Ironskin, by Tina Connolly, is almost exactly what is promised on the cover. No silly, not the illustration; the cover blurb on the edition that I picked up says, “A steampunk Beauty and the Beast tale, beautifully and cleverly reversed.” And while I would say that “steampunk” is not the appropriate description for the setting, the book certainly delivers on all of the rest of that, and then some.

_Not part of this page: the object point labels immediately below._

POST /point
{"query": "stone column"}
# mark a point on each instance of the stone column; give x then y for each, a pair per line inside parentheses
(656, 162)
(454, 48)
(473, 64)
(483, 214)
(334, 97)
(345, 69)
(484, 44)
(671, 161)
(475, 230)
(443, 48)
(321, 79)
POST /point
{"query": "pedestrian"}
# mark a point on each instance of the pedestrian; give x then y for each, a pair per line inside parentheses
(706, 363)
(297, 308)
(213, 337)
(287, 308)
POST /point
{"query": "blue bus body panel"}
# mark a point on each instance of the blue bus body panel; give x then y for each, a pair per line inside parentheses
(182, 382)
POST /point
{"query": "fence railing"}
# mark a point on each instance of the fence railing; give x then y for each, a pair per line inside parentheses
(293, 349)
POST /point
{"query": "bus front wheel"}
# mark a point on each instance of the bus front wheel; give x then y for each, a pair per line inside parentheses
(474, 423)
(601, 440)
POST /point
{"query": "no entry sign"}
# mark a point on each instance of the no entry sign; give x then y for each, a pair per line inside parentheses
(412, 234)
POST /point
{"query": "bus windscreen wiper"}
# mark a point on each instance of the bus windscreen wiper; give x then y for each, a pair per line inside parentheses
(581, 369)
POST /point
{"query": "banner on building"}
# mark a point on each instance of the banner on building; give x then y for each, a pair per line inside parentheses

Ironskin offers up a reimagining of Beauty and the Beast, along with a decent helping of Jane Eyre, and does it with a setting that feels both familiar and just foreign enough for you to not be entirely sure what to expect next. The world is slowly industrializing in the aftermath of a vast war against the fey, those who had previously provided the power which is now being sought in coal. Quick note to reviewers: growing industrialization is not the same thing as steampunk, not even when there are mystical sources of power which used to be commonplace and still occasionally pop up.

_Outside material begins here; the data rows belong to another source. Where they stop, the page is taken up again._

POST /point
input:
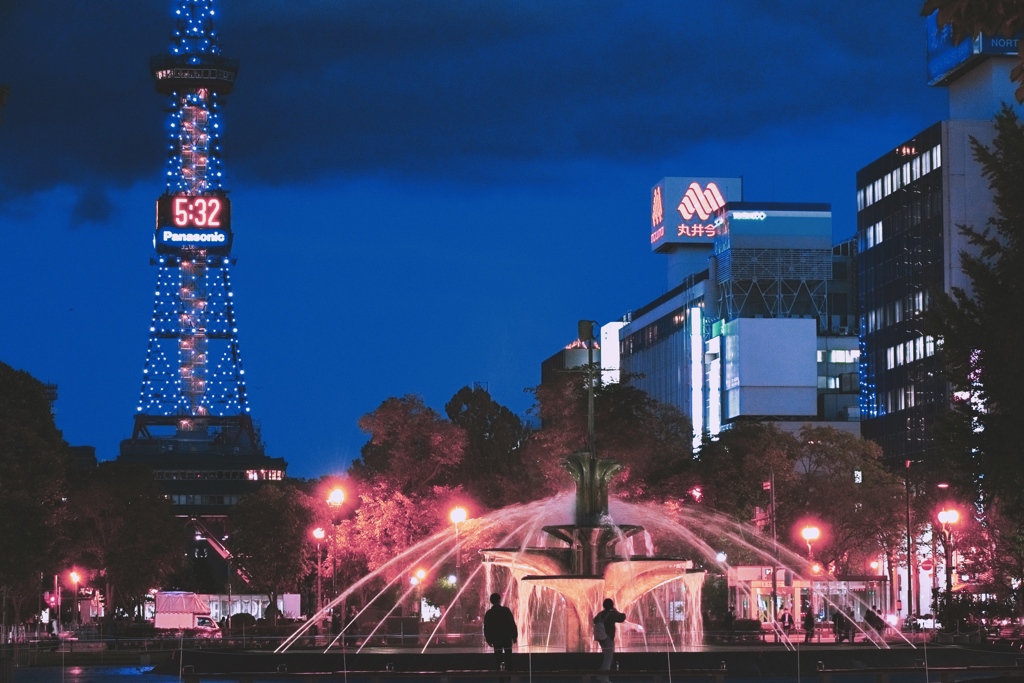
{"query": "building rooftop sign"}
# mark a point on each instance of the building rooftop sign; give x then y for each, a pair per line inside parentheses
(947, 61)
(682, 210)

I must confess, I didn’t really like Jane Eyre when I read it years ago. I simply couldn’t get excited about any of it, and while I dutifully read it for my English class at the time, I never really enjoyed it. There were a few parts of it which struck me as potentially interesting, but they all came long after I had given up on the book. But Ironskin delivers its homage in a style that I find quite amenable, jumping right to the Thornfield Hall section and delivering the story in modern prose, even when it does focus on the same inner turmoil I had once found so disorienting. Those who remember the characters of Jane Eyre will not be surprised by the names of the various characters in Ironskin; Mr Rochester becomes Mr Rochart, Jane Eyre becomes Jane Eliot, and a variation on Blanche Ingram is delivered as Blanche Ingel. If Jane Eyre had read a bit more like Ironskin, I would have liked that book too. Well done to Tina Connolly for helping me to appreciate a book that I’ve neglected and disliked for years.
Beauty and the Beast, though, is a story that I loved right off the bat. I was first introduced through Disney (as were most people my age), and Tina Connolly is clearly happy to dwell in the details of the story. I really enjoy the way that she uses the tension between Rochart and Eliot to leave you not entirely sure which one is the Beast and which the Beauty. Both Rochart and Eliot are obviously marked in one fashion or another, reclusive, and bear all the standard marks of being cursed. The inversion, and the way in which it’s resolved, were quite excellent.
Spoiler of sorts: even by the end of the book you could still argue it both ways.
Connolly could have written a far more straight-forward send up of the classic story, but by combining it with Jane Eyre and with a new and interesting background for Eliot, she offers up a delightful twist on the expected themes. If any of that sounds interesting, I’d recommend it. It’s a fun and fairly quick read, and it’s really quite good.